When the Rhode Island Natural Awakenings publisher asked me to write a spotlight on the Summit Medical Compassion Center, I eagerly complied, because the integration of medicinal cannabis in treating life-threatening diseases is becoming more noteworthy.
The endocannabinoid system (ECS) was discovered in 1992 by scientists studying how cannabis interacts with the brain. This previously unknown molecular signaling system is involved in regulating a broad range of biological functions and maintaining homeostasis, a healthy equilibrium, within the body. Scientists realized that the ECS allows the body to send signals back and forth, rather than just one direction, allowing the body to communicate with itself, so that it could fix itself.
When our son Neil was diagnosed with cancer, we learned about the beneficial effects of CBD and THC, two key chemical compounds produced by the cannabis plant that are compatible with receptors in the ECS. While CBD and THC do not comprise a proven cure to cancer, they can help fight against the disease. They have demonstrated abilities to prevent cancer cells from reproducing, to prevent the formation of new blood vessels needed by a tumor to grow, to prevent cancer from spreading to other organs and to cause cancerous cells to kill themselves. There are documented cases of cannabis oil sending cancer patients into remission and cases of patients who took cannabis oil and still succumbed to the disease.
Due to his terminal condition, Neil’s medical marijuana card application was expedited and the compassion center he visited gave him some different products to try. Use is individualized and complex, and the process is exploratory. I wish there had been more hard research to guide us, because we sensed so much possibility in integrating cannabis with cancer therapy. This is why I felt so compelled to write about the topic now.
One of the gems I picked up while doing research for the medical marijuana article was this: Cannabis can prevent opioid use and can alleviate symptoms associated with opioid withdrawal.

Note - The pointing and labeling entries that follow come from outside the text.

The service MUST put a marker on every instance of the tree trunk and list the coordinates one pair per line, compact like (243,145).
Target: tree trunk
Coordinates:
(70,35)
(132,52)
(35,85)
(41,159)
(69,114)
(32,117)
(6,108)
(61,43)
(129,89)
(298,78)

Award-winning neuroscientist, Adie Poe, explains how cannabis can help with opioid detox and replacement: “The evidence suggests it’s the opposite of a gateway drug. It’s an exit drug. This is one of the most exciting frontiers we have in cannabis science at the moment.”
A second gem is that Autism patients will be able to access medical marijuana here in Rhode Island. A third gem is the emergence of cannabis training for nurses.